Treachery.  The ground beneath his argument gave way to the weight of his arrogance.  Upon his back, Garius laid.  His white tunic and silver grey locks were muddied by reality.  Garius perhaps had not estimated reality’s pull, but gravity cares not for one’s will and assured convictions. 
            When Garius arose from his tumble, the assembled assemblymen laughed at his folly and jested at his sincere foolishness.  He began scolding them, but he made the dissenter’s own arguments for them.  They beat him over the head with his own stool, laying him back within the mud. 
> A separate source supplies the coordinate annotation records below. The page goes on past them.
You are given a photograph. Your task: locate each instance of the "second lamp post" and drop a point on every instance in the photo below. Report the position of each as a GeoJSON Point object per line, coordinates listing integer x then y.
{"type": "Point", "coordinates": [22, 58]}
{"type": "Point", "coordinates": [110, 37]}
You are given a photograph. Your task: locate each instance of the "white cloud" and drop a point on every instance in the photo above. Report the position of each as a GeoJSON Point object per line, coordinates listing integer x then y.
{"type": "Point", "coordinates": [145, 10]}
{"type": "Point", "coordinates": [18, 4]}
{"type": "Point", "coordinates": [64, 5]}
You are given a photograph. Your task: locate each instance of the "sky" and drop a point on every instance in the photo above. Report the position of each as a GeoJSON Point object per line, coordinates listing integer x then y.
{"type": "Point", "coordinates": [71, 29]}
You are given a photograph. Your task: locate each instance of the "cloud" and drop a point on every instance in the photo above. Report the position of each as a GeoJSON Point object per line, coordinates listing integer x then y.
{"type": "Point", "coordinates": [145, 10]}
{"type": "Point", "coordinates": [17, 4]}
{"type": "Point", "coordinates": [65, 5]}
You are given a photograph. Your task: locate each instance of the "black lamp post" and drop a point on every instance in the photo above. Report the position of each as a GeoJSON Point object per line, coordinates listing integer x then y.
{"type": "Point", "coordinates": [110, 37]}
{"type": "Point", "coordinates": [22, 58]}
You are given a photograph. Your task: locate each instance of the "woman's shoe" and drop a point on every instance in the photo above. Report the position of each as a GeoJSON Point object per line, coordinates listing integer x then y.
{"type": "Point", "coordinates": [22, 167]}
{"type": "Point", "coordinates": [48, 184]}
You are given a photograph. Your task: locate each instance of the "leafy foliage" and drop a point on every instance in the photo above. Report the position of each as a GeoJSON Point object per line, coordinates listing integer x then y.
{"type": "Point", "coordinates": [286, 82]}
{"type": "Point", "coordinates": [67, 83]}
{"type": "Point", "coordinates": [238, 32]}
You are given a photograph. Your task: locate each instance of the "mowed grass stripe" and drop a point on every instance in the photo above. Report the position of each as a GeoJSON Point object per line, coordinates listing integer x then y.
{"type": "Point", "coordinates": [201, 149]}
            Another assemblyman, Jonus, one who stood in the back, and with a voice no less deep, spoke. “This man we mock and ridicule in his folly, he built and tested his stool.  He sat it upon his domestic surface, by the comforting warmth of the hearth.  It supported him and he became confident.  Garius then came to the assembly and placed his seat.  Though a well-made stool, he did not have care enough to place it upon a solid rock, many which are scattered throughout this plain.  He made careless haste to set it in the mud, and now Garius lies battered in the mud.  Unable to argue what he holds true.”
            Jonus sat down upon a stool which did not lean or wobble.  It sat on a flat stone surface. 

*I wrote this a few months ago and never posted it.  After a second review, here it is.  I'm calling  a rhetorical allegory.  Maybe it's a metaphor.  I think it's actually a really long simile, with some allegorical and metaphorical elements.  Anyway, I hope y'all get a moral out of it, and enjoy!  If anyone has a better name for what this is feel free to put it in the comments!